Frequently Asked Questions
Do I need to hire an attorney for my immigration work?
How much does it cost to hire an attorney?
What is the easiest way to immigrate to the United States?
What is the best way to work in the U.S.?
Do I need a job offer in order to get a work visa?
Do I need a visa to visit the United States?
What is the difference between a visa and a green card?
How do I get a green card if I am married to a U.S. citizen?
My spouse is in the U.S. on a visa – am I allow to work?
How can I study and attend school in the United States?
Nobody needs to hire an attorney, but the question really is whether you should hire an attorney. Attorneys are educated and trained in their areas of practice. Immigration law in particular is a complex area of law which is constantly changing and evolving. To ensure the best chance of success, it is recommended that you consult with an attorney.
Legal fees will vary not only from case to case, but also from attorney to attorney. The variables that go into determining the legal fee include: complexity of the case, the attorney’s experience, and potential obstacles (i.e., inadmissibility issues). While costs are an important factor for anybody, the quality of legal services and the attorney’s experience, should be given just as much importance.
There is no ‘easy’ way to immigrate to the U.S., as options will vary from person to person. An Italian citizen enrolled in university who is married to a U.S. citizen should consider a marriage-based green card instead of a temporary work visa. A prolific author from India should consider an EB-1 green card instead of an H-1B visa. An experienced immigration attorney can provide you with a strategy plan outlining your most viable options.
There are several types of U.S. work visas and the “best” way will vary on a case by case basis. Visas such as the H-1B or TN are intended for professionals in specialty occupations. Visas such as the O-1 are intended for individuals who possess extraordinary abilities in science, education, business, athletics or the arts. Investors looking to start a business should consider an E-2 visa, while employees of companies abroad can transfer to a U.S. office on an L-1 visa.
Generally speaking, you will need an offer of employment from a U.S. employer first before qualifying for a work visa such as an H-1B, TN, H-2B, O-1 or L-1 visa. In most cases, the employer must sponsor the candidate for a work visa by filing a petition with the USCIS. The employee is referred to as the beneficiary.

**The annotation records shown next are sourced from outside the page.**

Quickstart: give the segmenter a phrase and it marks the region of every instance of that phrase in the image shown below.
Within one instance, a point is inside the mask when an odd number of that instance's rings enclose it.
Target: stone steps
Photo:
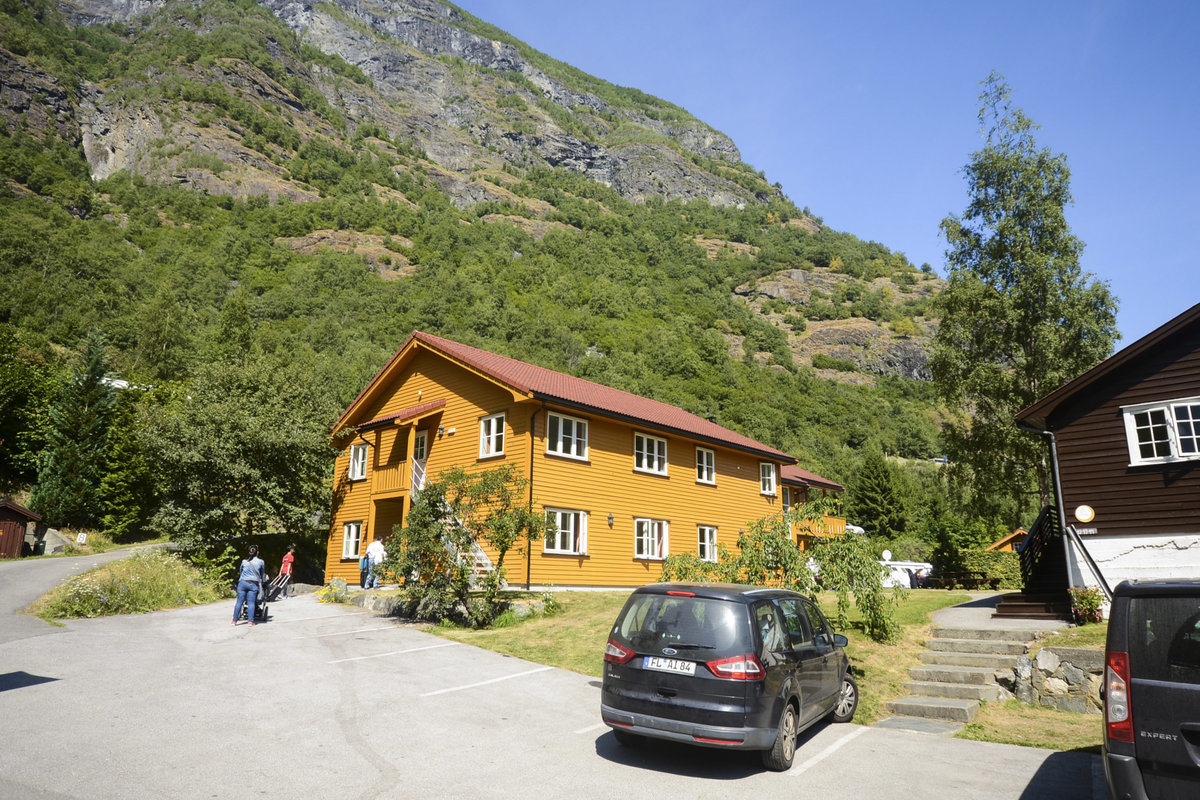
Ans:
[[[1012,674],[1028,643],[1040,636],[1036,628],[934,626],[922,663],[908,669],[905,687],[912,696],[888,700],[887,710],[904,717],[971,722],[982,702],[1012,697],[996,681],[997,673]]]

The United States requires citizens from certain countries such as India or China to obtain a B-2 visa before entering as a visitor. Citizens of other countries under the Visa Waiver Program, such as UK, Spain, Japan, Italy or France, do not need a visitor visa.
Generally speaking, a visa is approved authorization by the U.S. government to allow a foreign national to enter the United States for a specific duration and for a specific purpose. For example, a B-2 visa would allow someone to enter the United States for a two-week vacation, whereas an H-1B visa would allow someone to work for a specific employer for up to three years. In contrast, a green card is an approval by the U.S. government to allow a foreign national to permanently live and reside in the United States. This would permit him/her to live, work or study freely without any restrictions, unlike a visa.
As the spouse of a U.S. citizen, you are an immediate relative and therefore entitled to a green card. Depending on whether you are currently in the United States or residing abroad, you can either apply for a green card through adjustment of status or through consular processing. If you are currently in the United States in lawful status, such as on a student or work visa, then adjustment of status may be appropriate. If you are currently outside of the United States, then you may have to apply through consular processing.
Spouses of L-1, E-2 and H-1B visa holders may be entitled to work by filing an application for employment authorization. Currently, spouses of H-1B holders may only qualify for employment authorization if their spouse’s employer has filed an I-140 petition which has been approved, or if the spouse has been in H-1B status for more six years. Spouses of other visas, such as O-1, F-1, TN or J-1, are not entitled to employment authorization.
Foreign nationals who are accepted into a U.S. SEVIS approved school may be eligible for an F-1 visa which would allow that person to study on a full-time basis.